Juice of the Devil, commonly known as Coffee, is apparently good for you, or is it?
There are basically two types of people in this world, (get prepared for unnecessary hyperbole ladies and gentlemen), the ones who are addicted to caffeine and the ones who still haven’t given in to the devil just yet. There’s one more category though, people who drink decaffeinated green tea. This category will thrive until the regulations on gun laws aren’t relaxed a bit i.e. shoot a hipster on sight. Going by popular consensus I’m going to assume you belong to the former. Apologies for the over dramatic intro but it’s partly due to the lack of caffeine navigating through my veins hitting me point blank in the head thereby enabling the left side of the brain, which apparently had a little too much lukewarm kingfisher yesterday, to work in accordance with the central nervous system.
A new study from the Journal of Applied Psychology, a journal published by the American psychological association, says employees are better able to deal with situations of debilitating social anxiety while they are under the influence of caffeine. In a related study, also conducted by the American Psychological Association, they have found that a slave’s work rate increases 10x folds when hit on the back with a blunt whip.
According to the study, when people get tired, their ability to maintain control over themselves diminishes (genius!) and without the mental resources necessary to regulate their behavior, people may have a greater tendency to break the rules at work, an excuse I presume Hitler would have used.

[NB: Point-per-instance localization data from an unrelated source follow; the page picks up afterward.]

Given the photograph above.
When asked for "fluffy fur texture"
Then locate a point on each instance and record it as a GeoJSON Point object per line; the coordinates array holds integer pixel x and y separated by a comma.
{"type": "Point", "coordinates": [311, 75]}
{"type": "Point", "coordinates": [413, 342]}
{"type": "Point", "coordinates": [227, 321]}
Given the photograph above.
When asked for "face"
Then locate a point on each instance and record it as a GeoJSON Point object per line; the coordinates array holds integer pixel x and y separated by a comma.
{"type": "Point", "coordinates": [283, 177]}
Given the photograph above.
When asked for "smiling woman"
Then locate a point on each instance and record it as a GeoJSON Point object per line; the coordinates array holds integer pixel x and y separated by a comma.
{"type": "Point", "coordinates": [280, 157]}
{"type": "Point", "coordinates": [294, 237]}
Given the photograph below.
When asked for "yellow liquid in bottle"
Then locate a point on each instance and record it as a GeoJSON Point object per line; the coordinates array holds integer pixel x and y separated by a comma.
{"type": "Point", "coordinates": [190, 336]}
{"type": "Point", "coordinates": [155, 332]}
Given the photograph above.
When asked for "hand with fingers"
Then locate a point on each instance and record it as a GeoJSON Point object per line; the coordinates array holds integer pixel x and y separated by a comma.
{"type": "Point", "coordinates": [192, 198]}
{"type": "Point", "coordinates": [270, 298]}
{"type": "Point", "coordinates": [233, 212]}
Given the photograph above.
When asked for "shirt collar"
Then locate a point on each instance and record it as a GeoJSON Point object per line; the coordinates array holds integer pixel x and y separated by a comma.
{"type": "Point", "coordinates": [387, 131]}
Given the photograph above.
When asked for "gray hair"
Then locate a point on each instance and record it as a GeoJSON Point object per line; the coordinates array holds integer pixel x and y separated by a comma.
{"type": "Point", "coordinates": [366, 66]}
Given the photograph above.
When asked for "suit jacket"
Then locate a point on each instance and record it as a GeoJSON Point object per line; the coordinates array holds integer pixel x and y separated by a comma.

This latest study examined the effects of sleep deprivation and caffeine intake on 229 college students, many of whom were paid to stay up all night (I’ll be right back, got a bridge to sell). A group of those sleep-deprived students were then given caffeine-laced gum that would provide roundabout the same boost as a cup of coffee, while others chewed regular gum. Just to make this entire experiment seem a tad bit more excruciating and reality-tv like the participants were given an option to lie to another person in order to earn more money while performing basic lab tasks. The money earned by lying will come directly at the expense of the other person’s payout. The conclusion to this highly crucial and significant (All that sarcasm just dripped all over my keyboard) study was that the students who hadn’t slept the night before the experiment were more likely to lie, at the urging of the experimenter, than those who got a full night’s rest. The experimenters would encourage the participants to lie to each other on a regular basis. However, this effect was moderated in the caffeine group, students in this particular group were less likely to get influenced by the experimenters and lie to their fellow participant.
So, what’s your take on this study? The experiment, conducted on less people than you witness in a regular Mumbai taxi, does make you doubt the authenticity of the claims made by the journalists. I’m usually very cynical when it comes to studies of this variety, with all the unpredictable human nature and stuff. So whats your opinion? Have you ever imagined a life devoid of coffee?